Julia...do you choose to use the dehydrator with ALL cookies or just with ones that have smaller icing sections?
I have to agree to the "science" behind your thoughts, Julia...the only time I get cratering is in those small angular areas...think bird beaks, and giraffe spots...crater like crazy!!
I now use a fan for all my cookies. I still have some random cratering but not nearly like I had before I used a fan.
You know, I've gotten into the habit of using it on everything but really big cookies that don't fit. Just to set the top coats though, never to dry the icing all the way through. I like the sheen and poofiness that it gives to my top coats. I did some top coating today, and thought I'd go without the dehydrator on some, and I must say I was disappointed with the surface on those that did not hit the dehydrator. Maybe I've just gotten too fussy in my old age, but the dehydrated ones were much closer to perfect!
I can COMPLETELY vouch for Karen's RI recipe!! It's the only one I use now. I don't have a dehumidifier, but I do put my cookies in my warm oven to help the icing set. It works like a charm! Just keep an eye on your temperature to make sure it's not too high.
I have used Sugardeaux's recipe forever and it's great. Icing dries quickly and like she said, hardlyany cratering or bubbles.
I agree. If I ever see cratering it is in the smallest of areas, like filling in a letter. It's weird. I even use the scribe to go thorugh it and it still does it...go figure
Would you mind sharing which dehydrator you use? I'm searching online now for dehydrators..not sure what I'm looking for though
I'd like to know what dehydrator you use also!

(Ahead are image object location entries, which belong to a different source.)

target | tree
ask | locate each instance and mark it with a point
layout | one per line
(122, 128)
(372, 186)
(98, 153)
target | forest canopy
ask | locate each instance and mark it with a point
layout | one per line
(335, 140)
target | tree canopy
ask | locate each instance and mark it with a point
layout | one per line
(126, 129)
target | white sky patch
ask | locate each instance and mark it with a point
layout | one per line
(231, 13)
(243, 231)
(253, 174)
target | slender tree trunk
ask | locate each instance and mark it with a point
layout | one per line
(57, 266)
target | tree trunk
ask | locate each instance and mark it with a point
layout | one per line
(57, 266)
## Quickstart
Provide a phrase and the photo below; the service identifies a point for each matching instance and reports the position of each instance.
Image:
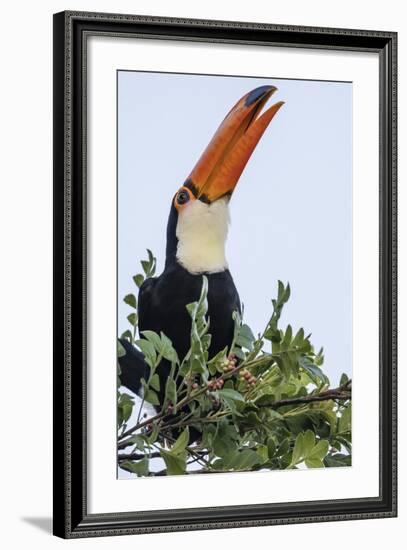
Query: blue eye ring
(183, 197)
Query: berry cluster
(214, 385)
(229, 363)
(247, 377)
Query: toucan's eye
(183, 197)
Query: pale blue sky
(291, 211)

There is a forum topic on Dehydrator Recommendations - very helpful!
I use the Nesco dehydrator. It was cheap, but it has some limitations. This forum goes into the pro/cons of various dehydrators in some detail; check it out: http://cookieconnection.juliau...=lastReply#lastReply. If I had to do it over, I'd get one with sliding rather than the stacked racks that Nesco has.
Thanks...I'm going to check out that forum now!
I did give your recipe a try and it is the bomb!!! Love, love, love it!! NO CRATERS!!! Thank you for posting this Sugardeaux!!
BTW, here's the link to SugarDeaux's icing recipe for all you inquiring minds: http://cookieconnection.juliau...0#348495128048058320
Rough translation of Patricia's reply:
You have to use icing of a thicker consistency so you do not make hollows - stay with the lower peak with a toothpick. I hope you understand me because I do not speak English.